Igualdade entre filhos: O princípio da igualdade entre filhos, previsto no art. 5º, I, e art. 226, §7º da Constituição Federal, busca garantir tratamento igualitário a todas as crianças, independentemente de sua origem biológica ou adotiva.
Melhor interesse da criança e do adolescente: Esse princípio, presente na Declaração Universal dos Direitos da Criança e no ECA, direciona as decisões judiciais no sentido de priorizar o bem-estar e a proteção dos menores.
Decisões do STJ e um caso emblemático: O STJ tem adotado uma interpretação flexível e contextualizada das normas, visando adequar o ordenamento jurídico à realidade social e atender ao melhor interesse do menor. Agora, para iniciar a explicação de casos, uma decisão emblemática iniciou essa exceção.
Nesse sentido é o julgamento do Recurso Especial 1.448.969/SC, no qual o Tribunal permitiu a adoção pelos avós.

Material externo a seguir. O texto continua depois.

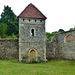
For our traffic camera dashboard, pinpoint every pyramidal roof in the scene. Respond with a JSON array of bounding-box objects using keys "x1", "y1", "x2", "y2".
[{"x1": 18, "y1": 3, "x2": 47, "y2": 19}]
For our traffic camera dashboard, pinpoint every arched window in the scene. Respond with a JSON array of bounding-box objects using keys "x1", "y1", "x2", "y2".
[
  {"x1": 23, "y1": 19, "x2": 25, "y2": 21},
  {"x1": 29, "y1": 19, "x2": 31, "y2": 21},
  {"x1": 66, "y1": 35, "x2": 75, "y2": 42},
  {"x1": 40, "y1": 20, "x2": 42, "y2": 22},
  {"x1": 35, "y1": 20, "x2": 36, "y2": 22},
  {"x1": 31, "y1": 29, "x2": 34, "y2": 36}
]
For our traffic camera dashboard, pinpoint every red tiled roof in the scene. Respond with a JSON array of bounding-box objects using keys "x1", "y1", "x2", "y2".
[{"x1": 18, "y1": 3, "x2": 47, "y2": 19}]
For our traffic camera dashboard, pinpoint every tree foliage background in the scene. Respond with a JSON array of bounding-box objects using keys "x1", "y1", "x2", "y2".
[
  {"x1": 0, "y1": 23, "x2": 7, "y2": 37},
  {"x1": 46, "y1": 28, "x2": 75, "y2": 41},
  {"x1": 0, "y1": 5, "x2": 75, "y2": 39},
  {"x1": 0, "y1": 5, "x2": 18, "y2": 38}
]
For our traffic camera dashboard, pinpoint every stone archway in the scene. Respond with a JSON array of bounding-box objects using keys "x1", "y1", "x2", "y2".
[
  {"x1": 64, "y1": 34, "x2": 75, "y2": 42},
  {"x1": 30, "y1": 50, "x2": 36, "y2": 62},
  {"x1": 28, "y1": 49, "x2": 37, "y2": 62}
]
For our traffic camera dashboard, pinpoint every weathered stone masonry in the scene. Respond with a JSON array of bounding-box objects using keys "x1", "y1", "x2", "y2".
[
  {"x1": 19, "y1": 3, "x2": 47, "y2": 62},
  {"x1": 0, "y1": 30, "x2": 75, "y2": 61},
  {"x1": 0, "y1": 39, "x2": 19, "y2": 59},
  {"x1": 19, "y1": 18, "x2": 46, "y2": 62},
  {"x1": 46, "y1": 30, "x2": 75, "y2": 60},
  {"x1": 0, "y1": 3, "x2": 75, "y2": 62}
]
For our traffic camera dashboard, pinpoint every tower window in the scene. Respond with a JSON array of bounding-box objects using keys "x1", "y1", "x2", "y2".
[
  {"x1": 23, "y1": 19, "x2": 25, "y2": 21},
  {"x1": 35, "y1": 20, "x2": 36, "y2": 22},
  {"x1": 29, "y1": 19, "x2": 31, "y2": 21},
  {"x1": 31, "y1": 29, "x2": 34, "y2": 36},
  {"x1": 40, "y1": 20, "x2": 42, "y2": 22}
]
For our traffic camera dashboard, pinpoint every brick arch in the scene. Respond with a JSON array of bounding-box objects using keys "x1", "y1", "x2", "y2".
[
  {"x1": 66, "y1": 35, "x2": 75, "y2": 42},
  {"x1": 28, "y1": 48, "x2": 38, "y2": 62}
]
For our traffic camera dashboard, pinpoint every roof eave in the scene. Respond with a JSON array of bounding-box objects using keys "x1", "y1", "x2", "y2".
[{"x1": 18, "y1": 16, "x2": 47, "y2": 19}]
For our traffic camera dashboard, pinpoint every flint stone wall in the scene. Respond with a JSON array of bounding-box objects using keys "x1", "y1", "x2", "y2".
[
  {"x1": 19, "y1": 18, "x2": 46, "y2": 62},
  {"x1": 0, "y1": 39, "x2": 19, "y2": 59},
  {"x1": 46, "y1": 40, "x2": 55, "y2": 60},
  {"x1": 46, "y1": 30, "x2": 75, "y2": 60}
]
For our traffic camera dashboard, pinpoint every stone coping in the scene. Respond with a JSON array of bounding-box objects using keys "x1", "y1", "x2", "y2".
[
  {"x1": 54, "y1": 30, "x2": 75, "y2": 36},
  {"x1": 59, "y1": 30, "x2": 75, "y2": 34}
]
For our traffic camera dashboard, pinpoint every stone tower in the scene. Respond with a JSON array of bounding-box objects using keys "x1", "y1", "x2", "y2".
[{"x1": 18, "y1": 3, "x2": 47, "y2": 62}]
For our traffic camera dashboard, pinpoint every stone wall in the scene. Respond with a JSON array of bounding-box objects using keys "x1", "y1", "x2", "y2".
[
  {"x1": 46, "y1": 40, "x2": 55, "y2": 60},
  {"x1": 0, "y1": 30, "x2": 75, "y2": 61},
  {"x1": 0, "y1": 39, "x2": 19, "y2": 59},
  {"x1": 55, "y1": 30, "x2": 75, "y2": 60},
  {"x1": 46, "y1": 30, "x2": 75, "y2": 60}
]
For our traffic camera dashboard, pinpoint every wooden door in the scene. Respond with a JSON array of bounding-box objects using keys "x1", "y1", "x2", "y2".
[{"x1": 30, "y1": 50, "x2": 36, "y2": 62}]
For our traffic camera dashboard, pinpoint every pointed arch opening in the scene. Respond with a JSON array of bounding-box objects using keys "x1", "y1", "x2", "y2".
[
  {"x1": 28, "y1": 49, "x2": 37, "y2": 62},
  {"x1": 65, "y1": 34, "x2": 75, "y2": 42}
]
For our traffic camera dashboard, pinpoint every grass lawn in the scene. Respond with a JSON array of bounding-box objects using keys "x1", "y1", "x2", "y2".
[{"x1": 0, "y1": 59, "x2": 75, "y2": 75}]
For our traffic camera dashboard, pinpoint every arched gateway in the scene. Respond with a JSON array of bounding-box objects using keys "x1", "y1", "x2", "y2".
[{"x1": 28, "y1": 49, "x2": 37, "y2": 62}]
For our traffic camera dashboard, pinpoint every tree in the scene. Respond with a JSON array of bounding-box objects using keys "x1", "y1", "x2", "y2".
[
  {"x1": 7, "y1": 21, "x2": 18, "y2": 35},
  {"x1": 0, "y1": 5, "x2": 18, "y2": 36},
  {"x1": 0, "y1": 23, "x2": 7, "y2": 37},
  {"x1": 46, "y1": 32, "x2": 51, "y2": 41},
  {"x1": 69, "y1": 28, "x2": 74, "y2": 31},
  {"x1": 46, "y1": 31, "x2": 58, "y2": 41},
  {"x1": 69, "y1": 27, "x2": 75, "y2": 31},
  {"x1": 58, "y1": 29, "x2": 64, "y2": 33},
  {"x1": 0, "y1": 6, "x2": 17, "y2": 23}
]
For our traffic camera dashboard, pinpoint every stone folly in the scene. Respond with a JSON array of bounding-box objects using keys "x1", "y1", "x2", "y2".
[
  {"x1": 18, "y1": 3, "x2": 47, "y2": 62},
  {"x1": 0, "y1": 3, "x2": 75, "y2": 62}
]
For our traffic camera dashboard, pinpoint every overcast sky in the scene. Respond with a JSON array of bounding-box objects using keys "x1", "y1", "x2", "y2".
[{"x1": 0, "y1": 0, "x2": 75, "y2": 33}]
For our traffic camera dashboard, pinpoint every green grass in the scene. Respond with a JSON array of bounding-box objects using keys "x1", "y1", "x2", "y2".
[{"x1": 0, "y1": 59, "x2": 75, "y2": 75}]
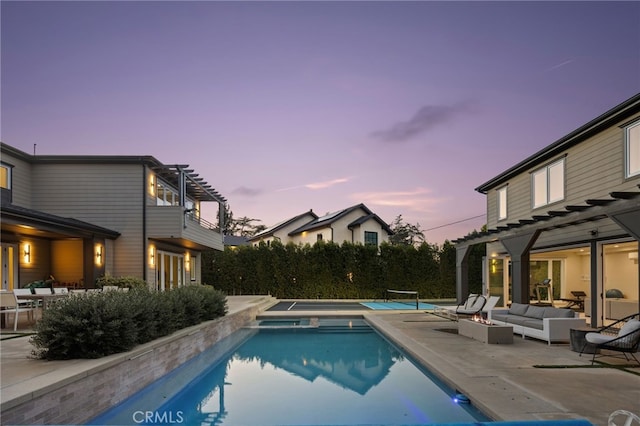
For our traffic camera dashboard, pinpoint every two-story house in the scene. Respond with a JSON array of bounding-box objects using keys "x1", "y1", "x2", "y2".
[
  {"x1": 248, "y1": 204, "x2": 393, "y2": 247},
  {"x1": 454, "y1": 93, "x2": 640, "y2": 327},
  {"x1": 0, "y1": 143, "x2": 226, "y2": 291}
]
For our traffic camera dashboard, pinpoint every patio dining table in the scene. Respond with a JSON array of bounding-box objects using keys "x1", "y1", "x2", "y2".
[{"x1": 19, "y1": 293, "x2": 68, "y2": 310}]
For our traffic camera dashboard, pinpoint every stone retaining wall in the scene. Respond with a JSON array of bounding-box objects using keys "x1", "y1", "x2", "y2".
[{"x1": 1, "y1": 301, "x2": 268, "y2": 425}]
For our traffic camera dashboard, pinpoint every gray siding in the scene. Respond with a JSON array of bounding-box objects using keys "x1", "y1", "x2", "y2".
[
  {"x1": 487, "y1": 111, "x2": 640, "y2": 231},
  {"x1": 31, "y1": 163, "x2": 145, "y2": 277},
  {"x1": 2, "y1": 151, "x2": 33, "y2": 208}
]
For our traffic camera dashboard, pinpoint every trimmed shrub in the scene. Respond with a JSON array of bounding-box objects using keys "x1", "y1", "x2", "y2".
[
  {"x1": 31, "y1": 286, "x2": 228, "y2": 360},
  {"x1": 31, "y1": 291, "x2": 138, "y2": 359},
  {"x1": 95, "y1": 275, "x2": 147, "y2": 289}
]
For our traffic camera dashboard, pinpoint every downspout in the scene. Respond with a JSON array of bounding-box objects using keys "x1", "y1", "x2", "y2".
[{"x1": 142, "y1": 165, "x2": 147, "y2": 281}]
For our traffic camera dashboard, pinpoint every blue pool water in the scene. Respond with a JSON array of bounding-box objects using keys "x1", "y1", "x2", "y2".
[{"x1": 88, "y1": 319, "x2": 490, "y2": 425}]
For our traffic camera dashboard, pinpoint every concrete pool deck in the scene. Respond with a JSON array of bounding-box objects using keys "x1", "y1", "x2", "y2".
[{"x1": 2, "y1": 296, "x2": 639, "y2": 425}]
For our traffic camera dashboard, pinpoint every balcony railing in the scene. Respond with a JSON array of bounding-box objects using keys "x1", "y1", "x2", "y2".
[{"x1": 186, "y1": 212, "x2": 220, "y2": 232}]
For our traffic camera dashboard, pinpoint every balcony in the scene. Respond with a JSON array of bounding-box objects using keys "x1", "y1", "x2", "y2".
[{"x1": 147, "y1": 206, "x2": 223, "y2": 250}]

Nesse caso específico, os avós já exerciam a paternidade socioafetiva da criança desde seu nascimento. A mãe biológica foi adotada por eles aos oito anos de idade, após ter sofrido abuso sexual e engravidar como resultado dessa violência. Com nove anos, a mãe biológica deu à luz, e os avós assumiram a paternidade socioafetiva do bebê, que era seu neto.

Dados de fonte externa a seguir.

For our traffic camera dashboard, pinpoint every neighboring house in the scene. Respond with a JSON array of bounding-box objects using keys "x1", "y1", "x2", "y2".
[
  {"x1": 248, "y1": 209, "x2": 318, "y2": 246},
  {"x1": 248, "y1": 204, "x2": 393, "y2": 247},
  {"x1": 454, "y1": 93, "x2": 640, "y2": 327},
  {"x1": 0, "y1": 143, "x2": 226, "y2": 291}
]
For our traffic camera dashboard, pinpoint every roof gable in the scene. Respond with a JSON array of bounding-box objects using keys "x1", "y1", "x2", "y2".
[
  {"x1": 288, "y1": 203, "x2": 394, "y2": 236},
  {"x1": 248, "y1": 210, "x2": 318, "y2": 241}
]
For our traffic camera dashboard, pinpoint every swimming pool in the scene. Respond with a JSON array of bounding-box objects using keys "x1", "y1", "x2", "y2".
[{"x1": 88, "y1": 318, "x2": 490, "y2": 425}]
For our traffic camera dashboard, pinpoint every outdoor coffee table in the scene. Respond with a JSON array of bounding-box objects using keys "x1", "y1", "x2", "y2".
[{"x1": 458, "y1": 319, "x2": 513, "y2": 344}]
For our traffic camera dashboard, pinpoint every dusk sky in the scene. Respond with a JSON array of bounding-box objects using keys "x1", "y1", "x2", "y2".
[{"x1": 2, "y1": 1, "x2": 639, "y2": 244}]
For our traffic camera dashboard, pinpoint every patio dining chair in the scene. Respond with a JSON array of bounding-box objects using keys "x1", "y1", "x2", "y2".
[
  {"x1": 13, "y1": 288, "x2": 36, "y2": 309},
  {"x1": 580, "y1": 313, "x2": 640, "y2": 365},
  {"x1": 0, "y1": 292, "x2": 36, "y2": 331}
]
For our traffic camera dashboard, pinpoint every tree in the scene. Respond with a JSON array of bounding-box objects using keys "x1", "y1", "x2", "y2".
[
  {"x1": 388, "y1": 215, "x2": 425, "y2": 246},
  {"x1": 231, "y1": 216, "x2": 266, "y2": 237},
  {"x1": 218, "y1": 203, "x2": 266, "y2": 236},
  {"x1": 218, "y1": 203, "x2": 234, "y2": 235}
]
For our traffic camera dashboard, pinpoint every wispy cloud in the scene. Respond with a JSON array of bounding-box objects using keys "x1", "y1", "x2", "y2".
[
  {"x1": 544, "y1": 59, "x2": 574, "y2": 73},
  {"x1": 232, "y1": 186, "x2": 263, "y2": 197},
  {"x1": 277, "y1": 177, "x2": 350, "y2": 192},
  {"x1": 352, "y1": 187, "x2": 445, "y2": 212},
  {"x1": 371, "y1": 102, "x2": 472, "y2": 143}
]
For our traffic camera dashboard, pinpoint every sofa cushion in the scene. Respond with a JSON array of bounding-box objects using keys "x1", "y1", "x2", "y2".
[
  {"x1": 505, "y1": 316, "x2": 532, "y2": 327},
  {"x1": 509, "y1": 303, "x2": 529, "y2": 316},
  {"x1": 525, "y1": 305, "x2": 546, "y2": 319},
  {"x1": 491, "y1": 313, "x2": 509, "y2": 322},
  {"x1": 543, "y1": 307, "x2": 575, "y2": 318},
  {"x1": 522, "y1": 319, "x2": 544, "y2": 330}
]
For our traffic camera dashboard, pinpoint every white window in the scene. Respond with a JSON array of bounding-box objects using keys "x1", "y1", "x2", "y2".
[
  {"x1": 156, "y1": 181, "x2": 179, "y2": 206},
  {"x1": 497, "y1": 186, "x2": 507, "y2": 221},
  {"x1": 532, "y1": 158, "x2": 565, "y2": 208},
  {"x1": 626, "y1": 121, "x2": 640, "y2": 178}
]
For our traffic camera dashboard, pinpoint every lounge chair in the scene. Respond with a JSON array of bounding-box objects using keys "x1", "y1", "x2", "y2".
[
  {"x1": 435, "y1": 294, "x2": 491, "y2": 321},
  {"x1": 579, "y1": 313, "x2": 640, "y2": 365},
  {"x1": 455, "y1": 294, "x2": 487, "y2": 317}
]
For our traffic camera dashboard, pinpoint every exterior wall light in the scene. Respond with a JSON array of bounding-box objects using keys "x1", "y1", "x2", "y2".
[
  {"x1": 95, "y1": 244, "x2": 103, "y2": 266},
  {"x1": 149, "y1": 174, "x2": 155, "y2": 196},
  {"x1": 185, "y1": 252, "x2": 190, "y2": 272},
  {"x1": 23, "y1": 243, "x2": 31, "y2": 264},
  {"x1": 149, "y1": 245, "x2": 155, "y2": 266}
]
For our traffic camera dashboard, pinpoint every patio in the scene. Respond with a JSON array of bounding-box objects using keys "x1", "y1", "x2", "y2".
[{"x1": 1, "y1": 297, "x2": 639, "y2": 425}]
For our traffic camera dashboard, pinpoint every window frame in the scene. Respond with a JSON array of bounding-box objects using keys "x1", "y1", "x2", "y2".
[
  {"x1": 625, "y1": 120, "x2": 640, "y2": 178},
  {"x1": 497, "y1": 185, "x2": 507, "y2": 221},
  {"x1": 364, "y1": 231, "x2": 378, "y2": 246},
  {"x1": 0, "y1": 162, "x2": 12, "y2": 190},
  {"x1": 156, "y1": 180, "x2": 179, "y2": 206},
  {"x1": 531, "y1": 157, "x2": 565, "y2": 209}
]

Ao analisar esse caso, o STJ reconheceu que a vedação prevista no art. 42, §1º, do ECA não deveria ser aplicada de forma rígida, por ignorar a realidade fática e o melhor interesse da criança.

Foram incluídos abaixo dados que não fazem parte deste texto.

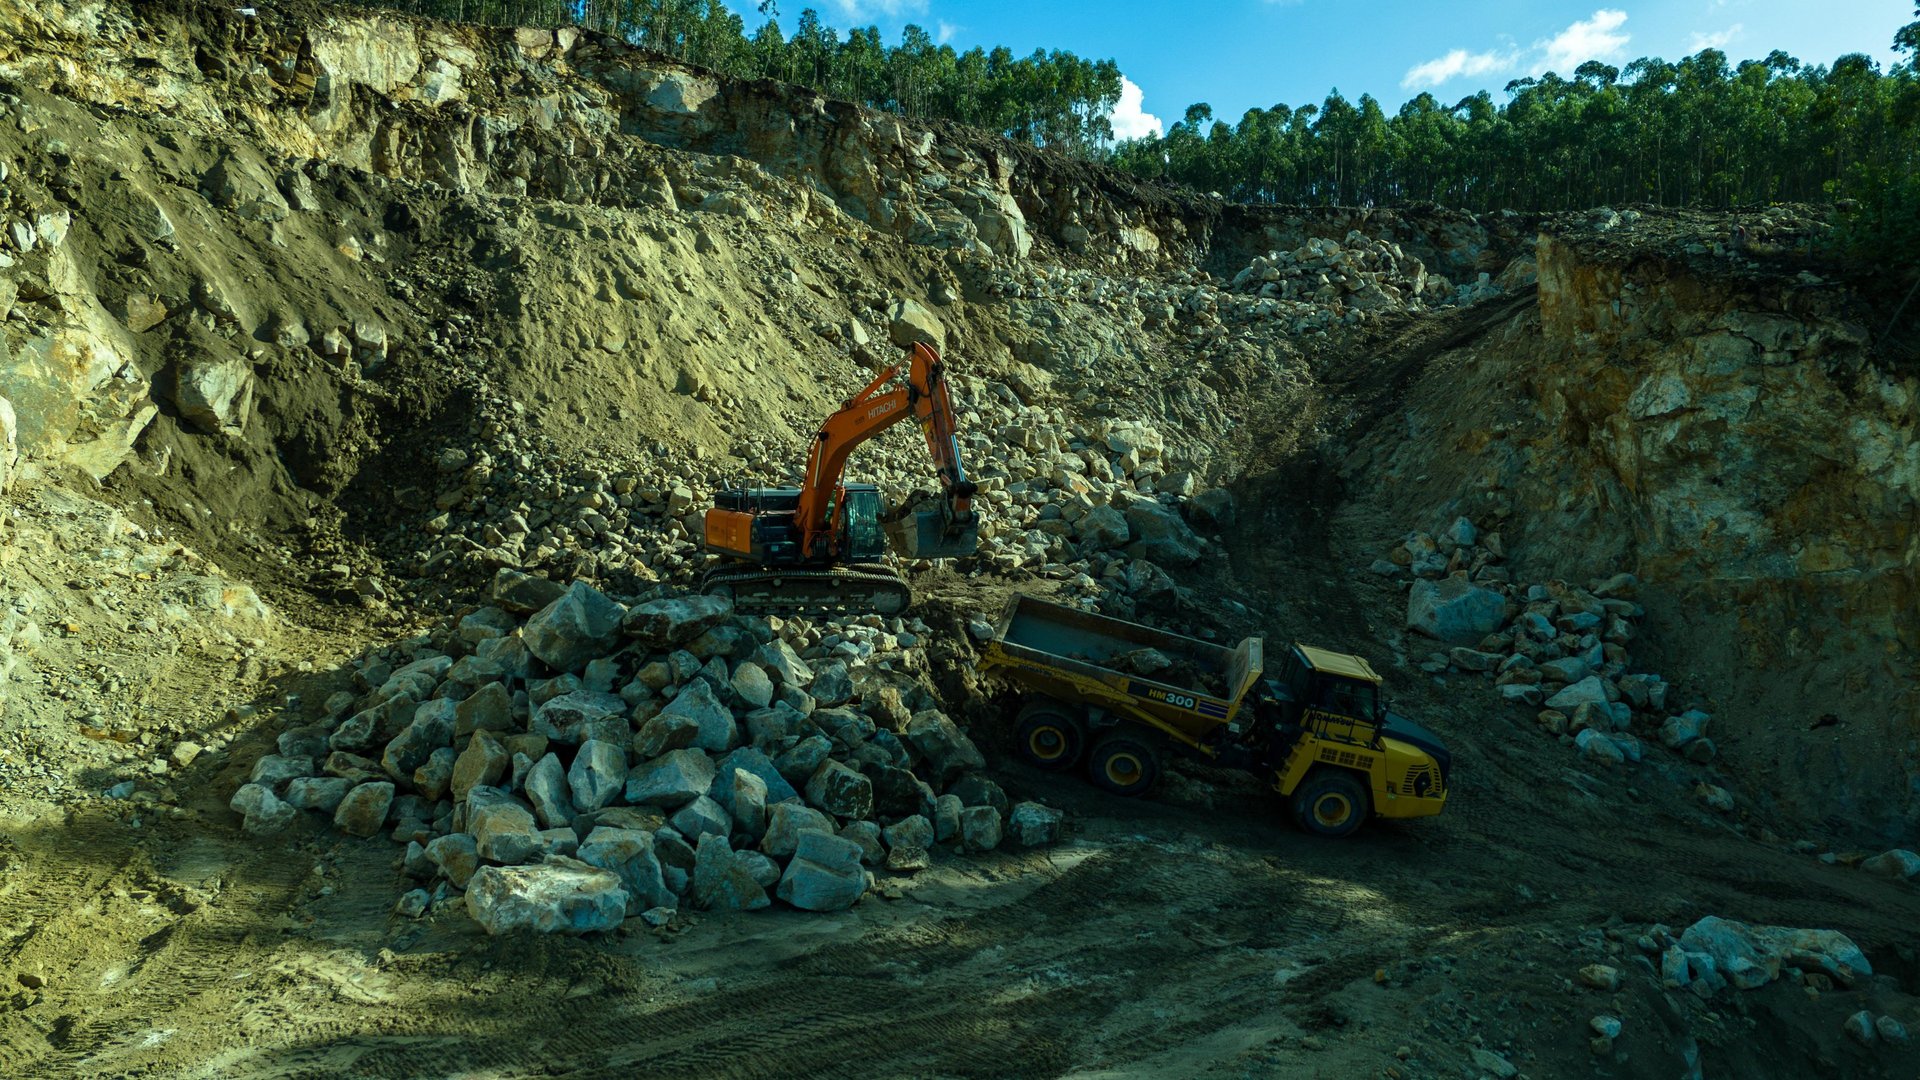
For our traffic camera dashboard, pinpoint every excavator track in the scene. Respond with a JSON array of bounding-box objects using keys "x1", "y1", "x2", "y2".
[{"x1": 701, "y1": 564, "x2": 913, "y2": 617}]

A prevalência dos princípios da proteção integral e da garantia do melhor interesse do menor, conforme estabelecido no art. 6º do ECA, foi levada em consideração. Assim, o tribunal entendeu que a adoção avoenga deveria ser mantida.
É importante destacar que tanto o adotado quanto a mãe biológica, agora irmã do adotado, expressaram concordância com a adoção. Esse fato é fundamental para evitar confusão mental e emocional no adotado, uma vez que o vínculo familiar e afetivo entre eles já estava consolidado.
Conclusão
Conclui-se, portanto, que o debate em torno da adoção avoenga tem evoluído no âmbito jurídico, considerando tanto a proibição expressa quanto a flexibilização dessa regra pelo Superior Tribunal de Justiça.
Embora a alteração dos graus de parentesco possa gerar tumulto nas relações familiares, os princípios fundamentais, como a dignidade da pessoa humana, a igualdade entre filhos, o melhor interesse da criança e do adolescente, e o princípio da afetividade têm sido considerados na análise dos casos.
Ao privilegiar as relações socioafetivas por razões humanitárias e sociais, o STJ busca regularizar situações de fato consolidadas, atendendo ao princípio constitucional do melhor interesse do menor. O precedente emblemático do Recurso Especial 1.448.969/SC, no qual os avós adotaram o neto, demonstra que a adoção avoenga pode ser realizada sem causar danos psicológicos ao adotado, desde que haja o consentimento dos envolvidos e seja preservado o vínculo afetivo pré-existente.
Portanto, mesmo diante da proibição inicial estabelecida pelo ECA, o Poder Judiciário tem encontrado espaço para flexibilizar essa regra, buscando um equilíbrio entre a proteção da criança e a realidade social.
A adoção avoenga é excepcional, e sendo devidamente fundamentada, analisada caso a caso, pode representar uma solução adequada para situações específicas, garantindo o bem-estar e o interesse dos menores envolvidos.
A jurisprudência do STJ tem-se mostrado uma postura mais aberta e flexível em relação à adoção avoenga, conciliando os aspectos legais e o contexto social, com o objetivo de assegurar o melhor desenvolvimento e proteção das crianças e adolescentes.